What's missing currently is an accessible marketplace. Researchers or startups without direct access to NVIDIA's resources or unwilling to commit to long-term contracts with cloud providers like Lambda need an on-demand compute source. The vision is a market where anyone can access the necessary compute power, even at a premium. In the long run, a balanced marketplace of this sort might drive down prices overall, challenging even the big cloud providers. The potential is in democratizing access, fostering innovation, and layering additional services atop this foundation.
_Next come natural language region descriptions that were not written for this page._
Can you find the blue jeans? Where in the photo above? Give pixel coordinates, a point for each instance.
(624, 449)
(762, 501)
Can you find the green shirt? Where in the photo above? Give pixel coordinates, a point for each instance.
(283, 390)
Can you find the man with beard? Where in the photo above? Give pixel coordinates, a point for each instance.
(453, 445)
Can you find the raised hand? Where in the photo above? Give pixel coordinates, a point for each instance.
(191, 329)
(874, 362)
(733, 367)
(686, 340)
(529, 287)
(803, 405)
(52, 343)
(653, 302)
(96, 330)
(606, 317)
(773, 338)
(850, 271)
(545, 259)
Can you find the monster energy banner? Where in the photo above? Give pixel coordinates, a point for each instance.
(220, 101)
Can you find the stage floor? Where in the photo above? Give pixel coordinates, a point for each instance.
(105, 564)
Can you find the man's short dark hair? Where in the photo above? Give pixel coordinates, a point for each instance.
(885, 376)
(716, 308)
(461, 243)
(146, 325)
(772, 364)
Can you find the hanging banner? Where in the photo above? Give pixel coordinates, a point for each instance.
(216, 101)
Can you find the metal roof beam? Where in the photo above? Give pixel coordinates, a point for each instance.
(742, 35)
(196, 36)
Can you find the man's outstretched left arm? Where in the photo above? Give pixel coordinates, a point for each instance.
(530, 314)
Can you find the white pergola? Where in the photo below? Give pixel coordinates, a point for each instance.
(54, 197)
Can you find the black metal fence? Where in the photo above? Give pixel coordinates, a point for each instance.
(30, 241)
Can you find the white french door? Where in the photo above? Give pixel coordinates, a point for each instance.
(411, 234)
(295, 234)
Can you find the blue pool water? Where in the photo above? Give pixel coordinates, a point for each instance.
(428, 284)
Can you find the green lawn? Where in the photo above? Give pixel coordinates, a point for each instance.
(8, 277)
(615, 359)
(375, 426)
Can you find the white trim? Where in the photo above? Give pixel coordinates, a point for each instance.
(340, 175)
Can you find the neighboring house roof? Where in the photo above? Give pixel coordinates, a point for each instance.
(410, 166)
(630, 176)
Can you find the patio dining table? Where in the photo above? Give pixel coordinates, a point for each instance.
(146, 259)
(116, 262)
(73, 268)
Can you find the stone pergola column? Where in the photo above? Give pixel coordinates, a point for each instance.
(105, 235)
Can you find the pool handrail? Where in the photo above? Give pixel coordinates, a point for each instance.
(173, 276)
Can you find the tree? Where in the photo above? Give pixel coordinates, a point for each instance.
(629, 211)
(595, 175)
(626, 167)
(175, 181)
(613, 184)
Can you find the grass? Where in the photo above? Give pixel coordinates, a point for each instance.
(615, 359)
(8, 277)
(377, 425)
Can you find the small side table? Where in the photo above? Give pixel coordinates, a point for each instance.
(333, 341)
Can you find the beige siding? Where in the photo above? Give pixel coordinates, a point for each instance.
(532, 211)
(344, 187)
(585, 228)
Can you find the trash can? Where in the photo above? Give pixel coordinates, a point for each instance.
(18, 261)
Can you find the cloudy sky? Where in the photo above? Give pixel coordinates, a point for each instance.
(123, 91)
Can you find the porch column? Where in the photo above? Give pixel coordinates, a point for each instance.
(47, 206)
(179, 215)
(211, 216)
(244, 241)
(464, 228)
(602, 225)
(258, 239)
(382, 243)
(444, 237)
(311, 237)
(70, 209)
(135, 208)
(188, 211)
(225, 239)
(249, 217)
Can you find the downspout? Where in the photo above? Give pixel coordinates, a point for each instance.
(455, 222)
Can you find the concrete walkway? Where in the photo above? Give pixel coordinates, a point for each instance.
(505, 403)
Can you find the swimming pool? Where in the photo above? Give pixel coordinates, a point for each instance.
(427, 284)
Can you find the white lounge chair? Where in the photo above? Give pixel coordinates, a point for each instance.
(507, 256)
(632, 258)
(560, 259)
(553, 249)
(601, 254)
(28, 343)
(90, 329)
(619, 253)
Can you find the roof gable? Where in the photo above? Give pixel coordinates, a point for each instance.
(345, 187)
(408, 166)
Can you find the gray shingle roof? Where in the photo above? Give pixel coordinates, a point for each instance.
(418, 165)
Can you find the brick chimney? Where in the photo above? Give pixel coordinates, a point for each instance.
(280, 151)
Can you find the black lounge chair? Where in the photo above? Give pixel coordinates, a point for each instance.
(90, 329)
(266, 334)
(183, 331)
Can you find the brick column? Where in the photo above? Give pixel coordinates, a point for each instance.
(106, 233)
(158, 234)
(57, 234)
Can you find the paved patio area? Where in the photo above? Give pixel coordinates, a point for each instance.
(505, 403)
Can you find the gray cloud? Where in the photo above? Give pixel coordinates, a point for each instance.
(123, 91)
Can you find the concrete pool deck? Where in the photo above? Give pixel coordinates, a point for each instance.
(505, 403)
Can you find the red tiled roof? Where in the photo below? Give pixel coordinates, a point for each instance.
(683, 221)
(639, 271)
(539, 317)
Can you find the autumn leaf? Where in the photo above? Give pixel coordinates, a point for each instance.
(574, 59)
GPUTopia my initial thoughts...
At the heart of GPUtopia's appeal is the Alby integration, which merges the convenience of a built-in Lightning wallet through a simple email/password login (integration gets GPUtopia's vision of enhancing social interactions and future nostr collaborations within its ecosystem.)
It is probable that future AI models might move beyond just increasing size. Instead, they might involve more intermediate steps, chaining smaller models, or engaging human intervention. This could highlight a potential need for human-driven, collaborative experiences in model training and innovation.
Interestingly enough, there is a growing need to think modularly. Whether integrating a model within another model or connecting an API with a model, the key lies in composability. This approach could be revolutionary, especially when coupled with a transparent social layer (see nostr) and driven by market forces (service marketplace.)
In essence, the future of AI, by GPUtopia, isn't just in creating bigger or better models. It lies in fostering a community-driven, modular, and collaborative ecosystem where innovations are not only possible but are also fairly compensated.
Thats an ai future we should be moving towards.